Is there an official £30,000 per QALY threshold?

Clearly, the committee does not work to a single threshold – this would be inappropriate because it's difficult to substantiate other than on the basis of case law. More relevantly, if one expressed a specific cost effectiveness threshold, then drugs could be priced just below it and that would be the end of the process – why would we then need an appraisal?

However, there is a range of cost-effectiveness figures that are used in the process of evaluation of cost per QALY  over which the committee makes its value judgements. They are quite clear and are published in our methods guide.

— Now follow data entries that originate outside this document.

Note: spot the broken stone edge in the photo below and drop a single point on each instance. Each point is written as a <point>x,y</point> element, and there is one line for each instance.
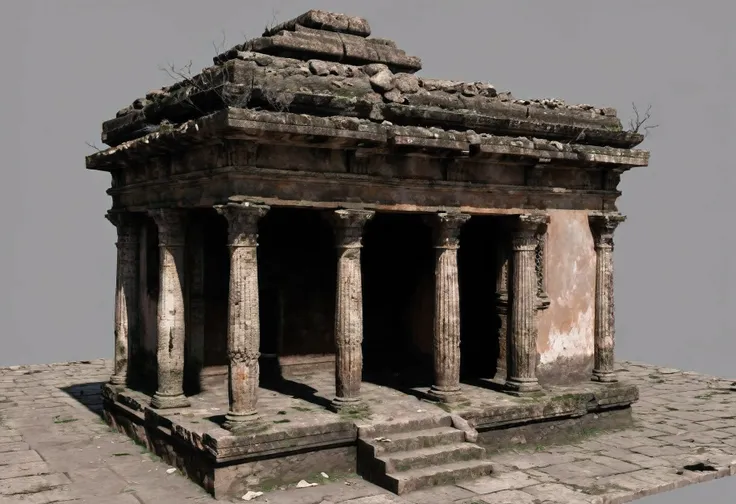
<point>350,132</point>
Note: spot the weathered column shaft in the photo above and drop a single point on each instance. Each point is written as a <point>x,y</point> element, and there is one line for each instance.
<point>522,344</point>
<point>602,227</point>
<point>171,316</point>
<point>502,304</point>
<point>244,328</point>
<point>446,343</point>
<point>349,226</point>
<point>126,291</point>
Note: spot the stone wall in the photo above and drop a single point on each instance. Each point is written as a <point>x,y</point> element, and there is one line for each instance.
<point>565,341</point>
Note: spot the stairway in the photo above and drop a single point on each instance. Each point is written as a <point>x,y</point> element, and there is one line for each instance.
<point>403,457</point>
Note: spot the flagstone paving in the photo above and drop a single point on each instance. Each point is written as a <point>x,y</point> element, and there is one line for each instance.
<point>54,447</point>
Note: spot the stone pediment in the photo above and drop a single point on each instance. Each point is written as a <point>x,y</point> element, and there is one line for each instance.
<point>324,64</point>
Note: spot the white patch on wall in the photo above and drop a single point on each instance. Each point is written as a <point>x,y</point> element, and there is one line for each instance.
<point>568,323</point>
<point>571,343</point>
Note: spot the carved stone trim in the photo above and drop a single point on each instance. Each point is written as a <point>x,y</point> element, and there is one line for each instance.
<point>602,226</point>
<point>348,225</point>
<point>171,223</point>
<point>243,219</point>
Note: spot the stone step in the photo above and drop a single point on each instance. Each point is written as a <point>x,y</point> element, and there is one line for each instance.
<point>446,474</point>
<point>426,457</point>
<point>409,441</point>
<point>410,425</point>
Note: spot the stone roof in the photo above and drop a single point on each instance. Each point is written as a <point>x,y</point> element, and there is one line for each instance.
<point>323,64</point>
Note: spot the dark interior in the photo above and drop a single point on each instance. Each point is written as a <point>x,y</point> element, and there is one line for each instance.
<point>398,294</point>
<point>478,316</point>
<point>297,277</point>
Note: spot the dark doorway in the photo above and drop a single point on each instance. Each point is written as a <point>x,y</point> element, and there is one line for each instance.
<point>398,286</point>
<point>478,317</point>
<point>297,269</point>
<point>216,288</point>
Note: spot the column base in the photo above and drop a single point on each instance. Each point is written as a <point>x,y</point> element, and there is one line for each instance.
<point>445,395</point>
<point>500,376</point>
<point>347,404</point>
<point>168,401</point>
<point>519,387</point>
<point>239,423</point>
<point>604,376</point>
<point>118,380</point>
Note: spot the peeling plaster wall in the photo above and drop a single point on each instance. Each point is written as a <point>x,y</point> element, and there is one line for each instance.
<point>565,342</point>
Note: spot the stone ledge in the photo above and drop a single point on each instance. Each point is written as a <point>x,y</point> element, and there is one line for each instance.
<point>345,132</point>
<point>554,404</point>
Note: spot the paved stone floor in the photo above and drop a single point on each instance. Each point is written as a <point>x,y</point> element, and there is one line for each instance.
<point>54,447</point>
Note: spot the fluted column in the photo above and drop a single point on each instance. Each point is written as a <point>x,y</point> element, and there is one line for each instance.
<point>446,342</point>
<point>171,317</point>
<point>503,264</point>
<point>126,291</point>
<point>602,227</point>
<point>522,344</point>
<point>349,226</point>
<point>244,328</point>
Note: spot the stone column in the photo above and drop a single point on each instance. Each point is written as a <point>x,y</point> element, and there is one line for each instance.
<point>602,227</point>
<point>244,327</point>
<point>171,316</point>
<point>522,344</point>
<point>349,226</point>
<point>446,343</point>
<point>196,305</point>
<point>503,263</point>
<point>126,291</point>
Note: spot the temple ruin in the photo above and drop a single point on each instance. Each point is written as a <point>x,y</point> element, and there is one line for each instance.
<point>328,263</point>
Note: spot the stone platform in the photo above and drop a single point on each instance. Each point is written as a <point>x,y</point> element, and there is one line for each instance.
<point>296,436</point>
<point>55,448</point>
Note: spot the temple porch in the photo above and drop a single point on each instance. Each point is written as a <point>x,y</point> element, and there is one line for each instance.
<point>296,431</point>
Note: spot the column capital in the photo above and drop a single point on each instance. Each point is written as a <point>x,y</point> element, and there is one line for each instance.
<point>349,226</point>
<point>242,222</point>
<point>127,224</point>
<point>602,225</point>
<point>171,225</point>
<point>526,230</point>
<point>446,228</point>
<point>122,218</point>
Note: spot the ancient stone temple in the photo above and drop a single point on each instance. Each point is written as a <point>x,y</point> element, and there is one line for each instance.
<point>327,263</point>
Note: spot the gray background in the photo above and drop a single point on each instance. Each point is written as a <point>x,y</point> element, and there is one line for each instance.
<point>68,65</point>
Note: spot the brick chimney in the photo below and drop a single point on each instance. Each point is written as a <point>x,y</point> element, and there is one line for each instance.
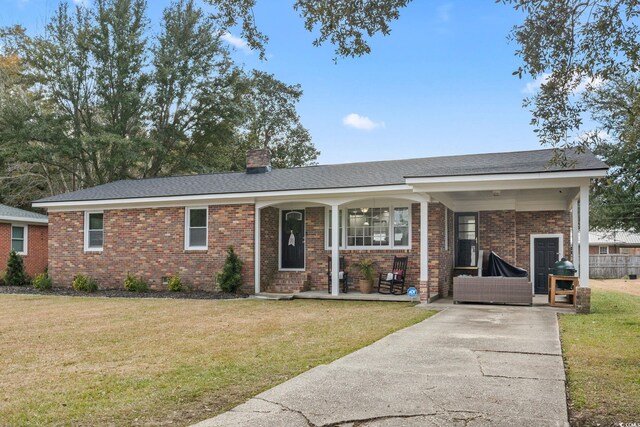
<point>258,161</point>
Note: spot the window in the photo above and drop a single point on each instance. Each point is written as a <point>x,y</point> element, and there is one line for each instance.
<point>466,239</point>
<point>401,223</point>
<point>19,239</point>
<point>368,227</point>
<point>93,231</point>
<point>196,228</point>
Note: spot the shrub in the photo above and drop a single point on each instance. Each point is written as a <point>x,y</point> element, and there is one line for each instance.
<point>230,278</point>
<point>84,283</point>
<point>135,284</point>
<point>15,275</point>
<point>174,284</point>
<point>42,282</point>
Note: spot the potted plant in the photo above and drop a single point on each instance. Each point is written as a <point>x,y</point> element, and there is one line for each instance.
<point>366,267</point>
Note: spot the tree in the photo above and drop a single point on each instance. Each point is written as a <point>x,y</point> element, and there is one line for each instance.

If a drug's cost effectiveness is less than £20,000 per QALY, it is likely that this would be considered appropriate for the NHS as a rational use of resources. If it's between £20-30,000 per QALY, then increasing evidence to support it is required, and if it's above £30,000 per QALY, even more evidence is required and the judgements that need to be made around these decisions are expressed very clearly in our methods guide, which is published on the NICE website.

Has NICE become a de-facto rationing body?

NICE is not set up to ration healthcare, it is set up to ensure the most rational use of the available resources. You might think that means the same thing, but they are very different objectives. Assessing cost effectiveness is part of NICE's mandate to ensure the rational use of available resources. NICE is not responsible for deciding on the amount of resources available to the NHS or for making more resources available for healthcare.

In any case, I don't think rationing is the issue – some sections of the media find that this is the best way to describe what we do, but that description is misleading and inappropriate.

The DoH has said local commissioners of healthcare should not refuse to fund a drug on the basis of the absence of NICE guidance.

What horizon scanning work is NICE undertaking for the STA process?

NICE will not issue guidance until a marketing authorisation is in place. However, in order to provide guidance as soon as possible after a licence is granted, we would like to do as much work as we can on the valuation of the drug in advance of that point. That depends upon information provided by the company, for example what they predict the licence will say and when it's going to be granted. All of these things may be uncertain until close to the licensing date.

Has NICE been under pressure to achieve more with less funding over the last year?

I'm satisfied that we did what we proposed to do – namely set up a more rapid process. The new process was up and running very quickly and it showed the ability of NICE to respond to the needs of the NHS and the ability of the team to deliver.

What could the pharmaceutical industry do to improve the way it works with NICE?

The simple answer is to continue in the same way as it is – keep working with NICE, keep supporting the process and keep seeing its potential benefits to the NHS as a whole.

 

Professor Barnett chairs one of NICEs two appraisal committees. He is  Professor of Clinical Pharmacology at the University of Leicester Medical School and an honorary consultant physician at the Leicester Royal Infirmary with a special interest in cardiovascular disease.

 

Dominic Tyer is deputy editor of Pharmafocus.